Mancho Bibixy and his Coffin Revolution team, who initiated the back-to-school campaign, are obviously frustrated by the sudden eruption of fear in the Anglophone regions at the verge of the school resumption date. He blames it on threats by Ambazonia spokespersons after the life sentence passed on Sisiku and Co. Mancho took a swipe at those whose utterances triggered the new exodus back to Francophone regions and which could tantamount to a failed school resumption campaign. Said he in a social media post: “When liberators take a decision and their people escape to the oppressors house for refuge, we start questioning the intentions of the leaders. Any decision that is not people friendly is counter productive. History will judge us all.”
Now that the most optimistic figures have already acknowledged dark clouds looming over their prospects, what about those who took advantage of signs of success to make material gains or to make a name? Like Agbor Balla said, politicians tried to steal the show. But other civil society actors also tried to reap where they did not sow. Some who always have their eye on the money and are known for eating with both sides of their mouth, must be scratching their heads now, wondering how to justify their loud but unproductive campaign. How shall they give account? Reimburse? Or learn to stay where they truly belong and henceforth stop their ridiculous busybody gesticulations?
Are they pushing Dion Ngute to join Amba?
Just look at the way a Francophone minister spoke down at the Prime Minister! Let him be the Secretary General at the Presidency. With rank of minister of state, Ferdinand Ngoh Ngoh is not Prime Minister Dion Ngute’s boss. See the way he scolded the gentle, go-easy PM to steer clear of appointment of managers of State companies.
Following new regulations limiting the tenure of office of general managers and board chairs of State companies to no more than nine years, and seeing that most of those holding office have exceeded that prescribed limit, the PM requested of members of Government to propose replacements to companies under their supervision. That was done. Even if the PM was acting beyond his competence as some experts in public administration are saying, should the Head of State allow or charge a subordinate to disgrace his PM? As Dion is an expert in Public Administration himself, having supervised the training of public administrators at ENAM for many years, there can be contrary interpretation of spheres of competence and it is possible he was sure his actions were in order.
It is understood that Biya has delegated some of his powers such as the discretion to appoint certain top officials, including Directors General, to the SG at the Presidency, which implies Ngoh Ngoh was fighting his personal battle, not the president’s. And it is true that brushes between Anglophone PMs and Francophone SGPRs are not new. They were especially commonplace between PM Musonge and SGPR Marafa.
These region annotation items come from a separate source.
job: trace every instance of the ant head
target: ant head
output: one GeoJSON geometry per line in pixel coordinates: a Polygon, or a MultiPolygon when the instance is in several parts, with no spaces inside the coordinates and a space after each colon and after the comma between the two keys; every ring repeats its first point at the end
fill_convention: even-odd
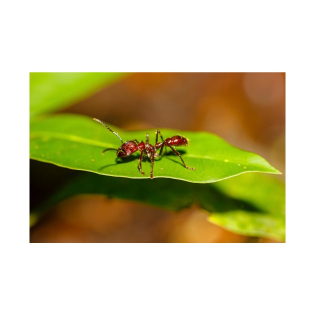
{"type": "Polygon", "coordinates": [[[126,141],[117,149],[117,156],[124,158],[138,150],[138,146],[134,141],[126,141]]]}

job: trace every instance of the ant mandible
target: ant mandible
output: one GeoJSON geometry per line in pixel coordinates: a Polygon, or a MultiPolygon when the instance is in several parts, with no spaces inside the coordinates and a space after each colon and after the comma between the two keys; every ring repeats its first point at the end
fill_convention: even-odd
{"type": "Polygon", "coordinates": [[[142,175],[144,175],[145,173],[142,170],[141,161],[142,160],[142,156],[144,154],[146,154],[148,158],[151,160],[151,173],[150,177],[152,180],[153,178],[153,166],[154,164],[154,158],[160,158],[161,156],[162,152],[163,152],[163,148],[164,146],[168,146],[170,148],[173,152],[180,159],[180,160],[184,164],[185,168],[194,170],[195,170],[194,168],[190,168],[187,166],[185,162],[184,162],[184,160],[182,160],[182,158],[180,152],[178,151],[176,151],[173,148],[173,146],[187,146],[188,144],[188,141],[187,139],[184,136],[174,136],[170,138],[167,138],[164,140],[160,130],[156,130],[156,144],[154,146],[152,146],[149,143],[149,134],[148,133],[146,134],[146,142],[143,141],[139,142],[136,139],[134,139],[133,140],[130,140],[124,142],[117,132],[112,131],[110,128],[105,124],[104,124],[102,122],[101,122],[97,118],[94,118],[93,120],[98,122],[100,122],[100,124],[102,124],[104,127],[106,127],[110,132],[116,136],[122,142],[122,145],[116,150],[116,149],[112,148],[106,148],[102,152],[102,154],[104,154],[104,152],[108,150],[114,150],[115,151],[116,151],[116,154],[118,158],[125,158],[138,150],[140,151],[140,156],[139,156],[138,160],[139,170],[142,175]],[[160,136],[161,137],[162,142],[158,142],[158,134],[160,134],[160,136]],[[158,149],[160,149],[160,153],[158,154],[158,149]]]}

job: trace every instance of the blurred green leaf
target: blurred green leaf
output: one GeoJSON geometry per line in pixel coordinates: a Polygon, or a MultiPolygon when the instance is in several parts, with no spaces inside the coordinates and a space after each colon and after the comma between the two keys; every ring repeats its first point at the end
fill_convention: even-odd
{"type": "Polygon", "coordinates": [[[30,72],[30,116],[70,106],[126,76],[116,72],[30,72]]]}
{"type": "MultiPolygon", "coordinates": [[[[127,132],[111,128],[124,141],[144,140],[146,134],[155,141],[155,130],[127,132]]],[[[180,134],[187,138],[190,145],[178,147],[187,165],[168,148],[170,154],[156,158],[154,176],[165,177],[192,182],[212,182],[242,173],[258,172],[280,174],[260,156],[233,146],[218,136],[204,132],[160,130],[164,138],[180,134]]],[[[94,172],[103,175],[130,178],[150,178],[150,162],[144,159],[142,170],[138,170],[138,152],[123,160],[114,150],[102,155],[105,148],[116,149],[120,142],[117,137],[92,118],[72,114],[60,114],[46,118],[38,118],[30,124],[30,156],[56,165],[94,172]]]]}
{"type": "Polygon", "coordinates": [[[196,184],[169,178],[137,180],[85,172],[33,212],[32,223],[42,211],[80,194],[103,194],[173,212],[196,204],[210,214],[210,221],[226,230],[285,240],[284,185],[262,174],[248,173],[216,183],[196,184]]]}

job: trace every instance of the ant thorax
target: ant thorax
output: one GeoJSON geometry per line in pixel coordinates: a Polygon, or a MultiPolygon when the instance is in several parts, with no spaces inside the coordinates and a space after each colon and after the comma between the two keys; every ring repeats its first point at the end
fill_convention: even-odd
{"type": "MultiPolygon", "coordinates": [[[[142,160],[144,154],[146,155],[151,160],[151,172],[150,174],[150,178],[151,179],[152,179],[154,158],[160,158],[162,155],[164,146],[168,146],[171,148],[175,154],[180,159],[182,162],[185,168],[189,170],[194,170],[194,168],[190,168],[186,165],[186,164],[184,162],[184,160],[182,160],[182,158],[180,152],[173,148],[173,146],[187,146],[188,144],[188,141],[184,137],[182,136],[174,136],[170,138],[166,138],[165,140],[164,140],[160,131],[158,130],[157,130],[156,132],[156,144],[154,146],[152,146],[149,143],[148,134],[146,134],[146,142],[144,142],[144,141],[139,142],[136,139],[124,142],[117,132],[116,132],[112,130],[110,128],[102,122],[96,118],[94,118],[93,119],[107,128],[107,129],[108,129],[110,132],[112,132],[120,140],[122,145],[117,149],[117,152],[116,152],[118,158],[124,158],[130,156],[138,150],[140,152],[140,156],[139,156],[139,160],[138,162],[139,164],[139,170],[142,175],[145,174],[144,172],[142,172],[141,166],[141,162],[142,160]],[[162,142],[158,142],[158,138],[159,134],[162,142]],[[160,149],[160,152],[158,153],[158,149],[160,149]]],[[[116,150],[116,149],[112,148],[106,148],[103,150],[102,154],[108,150],[116,150]]]]}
Yet, one must still ask, what do they really want from Dion? If he gets angry, flees into the bush, picks up a gun and becomes an Amba General, they would say Anglophones can never be trusted? But they know he is one of those genuinely opposed to the Ambazonia movement, not those who, like Governor Okalia Bilai says, support the movement by night and even finance it but pretend by day to be loyal. Which kind of humiliation is this for a humble, loyal man? And this is not the first.
In May, it was our own Paul Atanga Nji whom they prompted to tune a discordant war song against the PM’s sweet peace song that generated euphoria on his visit to the Anglophone regions. While Dion told the masses that dialogue was at hand and President Biya had conceded to discuss possibilities of a return to the federal system, Atanga Nji discounted it in an interview to a foreign TV channel and claimed that he had the president’s opinion on this in authority of confidential reports.